File formats

What is a file format?

A file format describes how information is stored within a digital file. Although each file format is unique, different file formats exist for similar types of information (e.g. text can be stored with a plain text file as well as with a word file). The difference between file formats are situated at the following levels:

  • Simple vs complex formats: e.g. the .txt format is a very simple way of storing text, while a .docx file has more complex properties.
  • Open vs closed file formats: Closed (or proprietary) file formats are not open in a sense that they cannot be freely used. Often they are owned by companies or are patented. Open formats can be used and implemented by anyone.

Which formats to use?

The choice of which file formats to use for research data depends on:

  • discipline-specific standards and customs
  • planned data analyses
  • software availability/cost
  • hardware used – e.g. audio capture, fMRI scanner

Using a specific format can hold risks. For instance, using formats which can only be used within specific software makes the digital data vulnerable to obsolescence of the software. This can lead situations of being locked out of one's own data.

Long-term access

For long-term access, file formats are more likely to be accessible in the future if they have the following characteristics;

  • Non-proprietary (not protected by trademark, patent or copyright)
  • Open, documented standard
  • Common usage by research community
  • Standard representation (ASCII, Unicode)
  • Lossless compression (>< lossy compression)

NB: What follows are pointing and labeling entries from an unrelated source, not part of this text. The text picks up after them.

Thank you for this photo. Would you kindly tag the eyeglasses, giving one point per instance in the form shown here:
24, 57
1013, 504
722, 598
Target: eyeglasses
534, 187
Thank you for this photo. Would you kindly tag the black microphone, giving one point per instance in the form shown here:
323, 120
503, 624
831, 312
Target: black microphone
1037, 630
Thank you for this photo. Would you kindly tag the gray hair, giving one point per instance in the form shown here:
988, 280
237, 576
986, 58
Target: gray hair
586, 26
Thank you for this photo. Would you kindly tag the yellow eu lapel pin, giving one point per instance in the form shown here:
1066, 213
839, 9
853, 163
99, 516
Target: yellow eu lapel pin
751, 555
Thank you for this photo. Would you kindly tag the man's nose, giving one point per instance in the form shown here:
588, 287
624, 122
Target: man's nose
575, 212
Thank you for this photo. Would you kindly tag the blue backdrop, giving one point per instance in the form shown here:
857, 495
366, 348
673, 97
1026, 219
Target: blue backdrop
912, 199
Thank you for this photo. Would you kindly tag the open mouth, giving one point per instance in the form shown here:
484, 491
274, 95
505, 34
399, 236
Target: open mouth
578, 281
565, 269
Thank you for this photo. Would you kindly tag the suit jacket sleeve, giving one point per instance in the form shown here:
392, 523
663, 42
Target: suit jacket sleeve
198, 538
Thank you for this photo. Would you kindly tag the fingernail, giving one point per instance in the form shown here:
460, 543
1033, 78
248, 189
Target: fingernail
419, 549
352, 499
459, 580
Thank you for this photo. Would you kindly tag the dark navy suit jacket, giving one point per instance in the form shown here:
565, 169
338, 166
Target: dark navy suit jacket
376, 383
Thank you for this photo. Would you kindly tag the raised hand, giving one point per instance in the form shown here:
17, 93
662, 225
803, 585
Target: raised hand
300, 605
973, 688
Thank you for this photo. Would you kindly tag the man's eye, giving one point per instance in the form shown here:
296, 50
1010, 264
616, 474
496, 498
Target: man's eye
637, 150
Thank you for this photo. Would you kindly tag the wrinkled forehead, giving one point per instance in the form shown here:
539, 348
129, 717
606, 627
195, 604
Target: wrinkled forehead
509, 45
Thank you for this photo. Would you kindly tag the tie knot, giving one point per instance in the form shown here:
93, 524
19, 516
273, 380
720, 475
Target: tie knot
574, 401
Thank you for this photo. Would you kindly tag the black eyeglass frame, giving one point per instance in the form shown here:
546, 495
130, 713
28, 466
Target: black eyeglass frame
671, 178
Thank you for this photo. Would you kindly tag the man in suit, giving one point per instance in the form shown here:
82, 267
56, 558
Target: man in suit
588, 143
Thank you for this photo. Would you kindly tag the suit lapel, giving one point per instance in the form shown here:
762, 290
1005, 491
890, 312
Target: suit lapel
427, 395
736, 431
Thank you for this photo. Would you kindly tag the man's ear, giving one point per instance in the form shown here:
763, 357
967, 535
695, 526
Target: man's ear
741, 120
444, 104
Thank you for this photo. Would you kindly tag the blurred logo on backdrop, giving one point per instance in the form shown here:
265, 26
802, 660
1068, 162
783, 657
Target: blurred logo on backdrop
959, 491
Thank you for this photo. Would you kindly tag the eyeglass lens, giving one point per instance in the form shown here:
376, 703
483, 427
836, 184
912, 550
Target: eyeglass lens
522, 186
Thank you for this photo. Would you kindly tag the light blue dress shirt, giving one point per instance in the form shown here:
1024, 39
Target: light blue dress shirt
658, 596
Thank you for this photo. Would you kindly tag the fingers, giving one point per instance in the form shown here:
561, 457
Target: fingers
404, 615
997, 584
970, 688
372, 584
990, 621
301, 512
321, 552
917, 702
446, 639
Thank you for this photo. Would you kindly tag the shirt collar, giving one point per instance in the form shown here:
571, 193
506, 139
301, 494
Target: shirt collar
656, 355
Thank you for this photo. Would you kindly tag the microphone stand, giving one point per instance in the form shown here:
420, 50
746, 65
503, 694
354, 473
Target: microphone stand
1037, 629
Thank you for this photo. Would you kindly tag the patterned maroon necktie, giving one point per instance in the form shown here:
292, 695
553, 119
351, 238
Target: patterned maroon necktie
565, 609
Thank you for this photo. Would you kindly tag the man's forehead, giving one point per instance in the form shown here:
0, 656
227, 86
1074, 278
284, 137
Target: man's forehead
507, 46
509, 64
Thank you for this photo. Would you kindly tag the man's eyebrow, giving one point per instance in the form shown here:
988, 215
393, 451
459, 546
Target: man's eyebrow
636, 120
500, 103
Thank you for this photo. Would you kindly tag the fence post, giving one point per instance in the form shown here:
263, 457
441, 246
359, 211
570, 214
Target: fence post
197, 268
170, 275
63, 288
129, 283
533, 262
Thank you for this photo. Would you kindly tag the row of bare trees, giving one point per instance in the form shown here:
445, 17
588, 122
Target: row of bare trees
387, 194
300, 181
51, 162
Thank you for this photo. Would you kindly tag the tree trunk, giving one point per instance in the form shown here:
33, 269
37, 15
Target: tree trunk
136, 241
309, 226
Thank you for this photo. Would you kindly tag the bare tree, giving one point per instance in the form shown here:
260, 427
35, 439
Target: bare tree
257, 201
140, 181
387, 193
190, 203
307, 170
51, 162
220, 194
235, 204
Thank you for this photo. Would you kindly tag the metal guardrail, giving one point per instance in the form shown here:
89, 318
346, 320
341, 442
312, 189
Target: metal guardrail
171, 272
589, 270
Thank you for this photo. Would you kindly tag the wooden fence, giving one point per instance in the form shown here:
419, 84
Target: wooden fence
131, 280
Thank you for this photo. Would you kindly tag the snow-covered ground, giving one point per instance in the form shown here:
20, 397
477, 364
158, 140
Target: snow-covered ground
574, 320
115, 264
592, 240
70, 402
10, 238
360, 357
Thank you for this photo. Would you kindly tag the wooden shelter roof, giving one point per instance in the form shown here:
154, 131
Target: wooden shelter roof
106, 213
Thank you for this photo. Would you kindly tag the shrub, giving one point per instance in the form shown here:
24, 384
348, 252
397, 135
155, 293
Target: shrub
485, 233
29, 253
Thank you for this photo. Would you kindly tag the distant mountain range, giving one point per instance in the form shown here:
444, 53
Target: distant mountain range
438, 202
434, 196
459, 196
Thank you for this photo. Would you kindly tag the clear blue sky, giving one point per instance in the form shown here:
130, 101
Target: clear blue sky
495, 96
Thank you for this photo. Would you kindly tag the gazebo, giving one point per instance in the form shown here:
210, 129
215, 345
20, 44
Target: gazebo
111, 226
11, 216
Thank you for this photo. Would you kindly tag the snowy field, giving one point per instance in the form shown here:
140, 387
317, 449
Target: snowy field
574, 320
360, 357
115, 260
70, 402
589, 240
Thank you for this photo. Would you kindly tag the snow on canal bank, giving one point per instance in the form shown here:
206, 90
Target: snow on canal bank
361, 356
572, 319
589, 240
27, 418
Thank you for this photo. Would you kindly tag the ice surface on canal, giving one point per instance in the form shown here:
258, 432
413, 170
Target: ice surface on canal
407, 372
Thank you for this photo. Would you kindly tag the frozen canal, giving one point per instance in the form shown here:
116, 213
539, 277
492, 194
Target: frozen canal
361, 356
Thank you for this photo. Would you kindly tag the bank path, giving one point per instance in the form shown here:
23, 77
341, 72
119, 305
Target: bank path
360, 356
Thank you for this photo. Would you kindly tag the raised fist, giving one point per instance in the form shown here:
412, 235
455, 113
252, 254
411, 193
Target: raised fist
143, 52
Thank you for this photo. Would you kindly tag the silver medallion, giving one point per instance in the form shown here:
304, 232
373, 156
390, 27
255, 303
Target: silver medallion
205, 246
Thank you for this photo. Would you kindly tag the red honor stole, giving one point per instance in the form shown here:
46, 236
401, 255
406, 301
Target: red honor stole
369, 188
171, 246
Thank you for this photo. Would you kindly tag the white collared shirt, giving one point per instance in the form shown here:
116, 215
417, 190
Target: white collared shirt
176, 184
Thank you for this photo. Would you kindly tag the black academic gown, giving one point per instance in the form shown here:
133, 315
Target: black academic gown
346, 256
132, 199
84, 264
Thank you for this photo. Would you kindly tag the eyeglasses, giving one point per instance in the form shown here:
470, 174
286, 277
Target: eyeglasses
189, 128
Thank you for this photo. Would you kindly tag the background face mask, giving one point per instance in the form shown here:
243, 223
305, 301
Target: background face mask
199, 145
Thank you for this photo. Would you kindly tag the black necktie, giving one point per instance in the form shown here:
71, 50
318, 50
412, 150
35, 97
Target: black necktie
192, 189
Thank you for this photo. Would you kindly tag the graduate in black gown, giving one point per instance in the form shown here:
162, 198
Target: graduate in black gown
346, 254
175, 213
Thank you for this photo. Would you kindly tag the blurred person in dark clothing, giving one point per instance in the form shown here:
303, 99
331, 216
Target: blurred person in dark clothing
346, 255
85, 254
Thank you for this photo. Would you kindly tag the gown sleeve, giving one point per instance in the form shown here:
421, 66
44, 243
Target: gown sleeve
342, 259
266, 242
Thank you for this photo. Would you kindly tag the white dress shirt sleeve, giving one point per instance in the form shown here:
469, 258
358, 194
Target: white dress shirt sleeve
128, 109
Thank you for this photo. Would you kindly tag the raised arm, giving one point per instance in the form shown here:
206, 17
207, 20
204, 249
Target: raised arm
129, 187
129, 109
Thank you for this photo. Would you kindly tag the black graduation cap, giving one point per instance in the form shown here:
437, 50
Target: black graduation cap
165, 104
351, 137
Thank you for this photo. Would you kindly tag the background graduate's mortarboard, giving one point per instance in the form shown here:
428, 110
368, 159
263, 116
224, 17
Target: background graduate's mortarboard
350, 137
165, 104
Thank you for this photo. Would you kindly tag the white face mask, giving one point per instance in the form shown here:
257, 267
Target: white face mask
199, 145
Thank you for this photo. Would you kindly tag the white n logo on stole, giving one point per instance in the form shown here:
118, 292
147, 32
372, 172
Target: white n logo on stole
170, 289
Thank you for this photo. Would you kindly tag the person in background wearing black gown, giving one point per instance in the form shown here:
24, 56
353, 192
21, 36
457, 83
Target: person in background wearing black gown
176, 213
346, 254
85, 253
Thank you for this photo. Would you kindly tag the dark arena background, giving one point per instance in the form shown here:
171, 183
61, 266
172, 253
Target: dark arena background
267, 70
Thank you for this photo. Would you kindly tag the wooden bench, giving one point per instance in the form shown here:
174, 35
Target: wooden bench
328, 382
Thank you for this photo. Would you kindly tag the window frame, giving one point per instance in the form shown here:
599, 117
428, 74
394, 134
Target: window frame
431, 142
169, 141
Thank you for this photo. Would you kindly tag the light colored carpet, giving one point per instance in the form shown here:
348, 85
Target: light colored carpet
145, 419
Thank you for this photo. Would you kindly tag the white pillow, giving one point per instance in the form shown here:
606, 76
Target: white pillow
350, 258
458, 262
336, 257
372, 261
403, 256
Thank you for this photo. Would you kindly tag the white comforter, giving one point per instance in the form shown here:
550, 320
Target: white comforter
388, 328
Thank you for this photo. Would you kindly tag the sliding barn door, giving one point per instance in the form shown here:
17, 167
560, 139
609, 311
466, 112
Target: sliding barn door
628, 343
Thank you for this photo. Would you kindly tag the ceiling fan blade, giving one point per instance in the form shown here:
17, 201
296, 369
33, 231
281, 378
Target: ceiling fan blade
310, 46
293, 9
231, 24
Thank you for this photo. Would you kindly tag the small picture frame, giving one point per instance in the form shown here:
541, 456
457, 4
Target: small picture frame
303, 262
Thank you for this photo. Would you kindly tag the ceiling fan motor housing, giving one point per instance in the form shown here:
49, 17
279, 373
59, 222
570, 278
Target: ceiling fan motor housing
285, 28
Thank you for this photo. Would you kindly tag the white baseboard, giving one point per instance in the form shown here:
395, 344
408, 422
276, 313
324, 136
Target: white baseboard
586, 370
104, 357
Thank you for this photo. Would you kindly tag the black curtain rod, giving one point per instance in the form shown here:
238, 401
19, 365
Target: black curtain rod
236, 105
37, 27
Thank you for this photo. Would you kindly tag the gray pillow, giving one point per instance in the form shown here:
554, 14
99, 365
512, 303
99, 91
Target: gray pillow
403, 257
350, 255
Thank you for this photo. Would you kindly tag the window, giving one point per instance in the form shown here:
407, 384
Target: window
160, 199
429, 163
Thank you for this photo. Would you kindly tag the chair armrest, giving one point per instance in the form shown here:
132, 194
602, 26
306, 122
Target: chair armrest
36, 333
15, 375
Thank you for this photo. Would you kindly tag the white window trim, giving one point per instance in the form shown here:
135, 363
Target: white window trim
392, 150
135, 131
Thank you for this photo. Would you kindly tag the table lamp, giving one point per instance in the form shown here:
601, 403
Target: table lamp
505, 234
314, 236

Some examples of preferred file format choices include:

Type Preferred format Avoid
Text .docx or .odt .doc
Spreadsheet .csv .xls
Video mpeg4 quicktime
Audio .flac or .wav .mp3
Picture .tiff or .png .gif

File format conversion

Beware that converting data from one format to another can lead to problems of losing metadata or formatting. Therefore it is good practice to plan your choice of formats with long term access in the back of your mind.